Whiplash: Música y obsesión, como fue llamada en Latinoamérica, escrita y dirigida por Damien Chazelle, nos narra la historia de Andrew Neyman (Miles Teller), un joven estudiante de música apasionado por la batería y ensoñado por llegar a ser el mejor baterista de jazz. Por otro lado, Terence Fletcher (J. K. Simmons) un brutal instructor y director de jazz, escucha a Andrew tocar, lo que alimenta en el chico una chispa de motivación y superación, llevándolo a sus límites si es que quiere volverse el mejor percusionista.

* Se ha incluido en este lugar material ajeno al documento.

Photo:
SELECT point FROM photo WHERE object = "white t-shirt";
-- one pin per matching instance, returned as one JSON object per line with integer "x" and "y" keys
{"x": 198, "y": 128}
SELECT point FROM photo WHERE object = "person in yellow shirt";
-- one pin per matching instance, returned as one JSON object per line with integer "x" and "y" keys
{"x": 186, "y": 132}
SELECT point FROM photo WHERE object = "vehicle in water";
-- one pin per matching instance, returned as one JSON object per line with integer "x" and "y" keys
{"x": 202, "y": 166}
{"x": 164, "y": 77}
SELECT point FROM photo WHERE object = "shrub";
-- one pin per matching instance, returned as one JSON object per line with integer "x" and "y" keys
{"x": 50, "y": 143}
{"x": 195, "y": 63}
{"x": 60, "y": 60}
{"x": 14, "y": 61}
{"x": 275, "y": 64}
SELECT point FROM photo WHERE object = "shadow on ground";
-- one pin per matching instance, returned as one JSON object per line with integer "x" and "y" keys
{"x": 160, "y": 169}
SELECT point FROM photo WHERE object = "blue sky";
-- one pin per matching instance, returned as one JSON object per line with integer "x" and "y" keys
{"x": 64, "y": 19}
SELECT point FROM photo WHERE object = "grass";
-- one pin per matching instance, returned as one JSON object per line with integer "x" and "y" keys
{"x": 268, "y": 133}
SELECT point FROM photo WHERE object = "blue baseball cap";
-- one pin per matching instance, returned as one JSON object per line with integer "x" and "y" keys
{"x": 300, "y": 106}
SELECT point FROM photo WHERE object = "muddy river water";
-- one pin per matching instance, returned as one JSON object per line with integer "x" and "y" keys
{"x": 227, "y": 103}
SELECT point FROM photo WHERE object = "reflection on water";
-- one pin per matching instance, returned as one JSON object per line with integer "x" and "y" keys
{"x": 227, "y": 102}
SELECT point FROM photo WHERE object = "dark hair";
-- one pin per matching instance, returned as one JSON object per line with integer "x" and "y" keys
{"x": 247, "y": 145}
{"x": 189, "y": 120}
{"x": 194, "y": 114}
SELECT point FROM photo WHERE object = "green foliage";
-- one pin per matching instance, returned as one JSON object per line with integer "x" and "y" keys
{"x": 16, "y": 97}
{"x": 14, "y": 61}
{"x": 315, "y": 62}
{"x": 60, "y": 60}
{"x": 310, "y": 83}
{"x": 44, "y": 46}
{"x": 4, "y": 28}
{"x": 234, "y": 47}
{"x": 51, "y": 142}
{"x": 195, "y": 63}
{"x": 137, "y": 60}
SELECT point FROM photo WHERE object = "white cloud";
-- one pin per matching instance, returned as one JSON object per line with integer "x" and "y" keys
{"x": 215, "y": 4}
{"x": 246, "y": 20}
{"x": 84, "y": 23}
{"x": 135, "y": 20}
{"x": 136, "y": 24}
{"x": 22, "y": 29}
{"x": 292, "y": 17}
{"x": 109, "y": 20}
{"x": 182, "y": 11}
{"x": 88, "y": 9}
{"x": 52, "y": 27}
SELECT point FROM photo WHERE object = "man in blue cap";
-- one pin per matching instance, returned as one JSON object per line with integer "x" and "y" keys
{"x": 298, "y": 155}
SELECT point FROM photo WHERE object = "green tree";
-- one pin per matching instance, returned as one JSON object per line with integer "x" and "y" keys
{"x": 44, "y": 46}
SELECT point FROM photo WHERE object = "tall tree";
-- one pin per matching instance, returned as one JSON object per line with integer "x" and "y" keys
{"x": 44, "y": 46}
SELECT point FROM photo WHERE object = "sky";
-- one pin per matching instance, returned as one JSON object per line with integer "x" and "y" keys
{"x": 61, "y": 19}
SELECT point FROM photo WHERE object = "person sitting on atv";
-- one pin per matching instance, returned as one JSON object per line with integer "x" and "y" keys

Whiplash es precisa como cada nota empleada por aquellos virtuosos músicos de la banda, la edición es muy dinámica y ágil, lo que te hace estar siempre al tanto de los ritmos y los compases de aquel despiadado profesor, que imprescindiblemente, es un guía, no sólo en cuestión de la historia si no actoralmente, Simmons acaba de llevarse con este papel un pase al infiero al cielo; despiadado y perfeccionista pero majestuoso y admirable.

Estamos frente a una película electrizante que te intrigará y apasionará tanto como al joven Andrew, innegablemente Damien nos presenta una obra de arte que durará demasiados años y servirá como recordatorio de que podemos hacer grandes cosas aún de temas sencillos, sabiendo coordinar y sudando la gota gorda.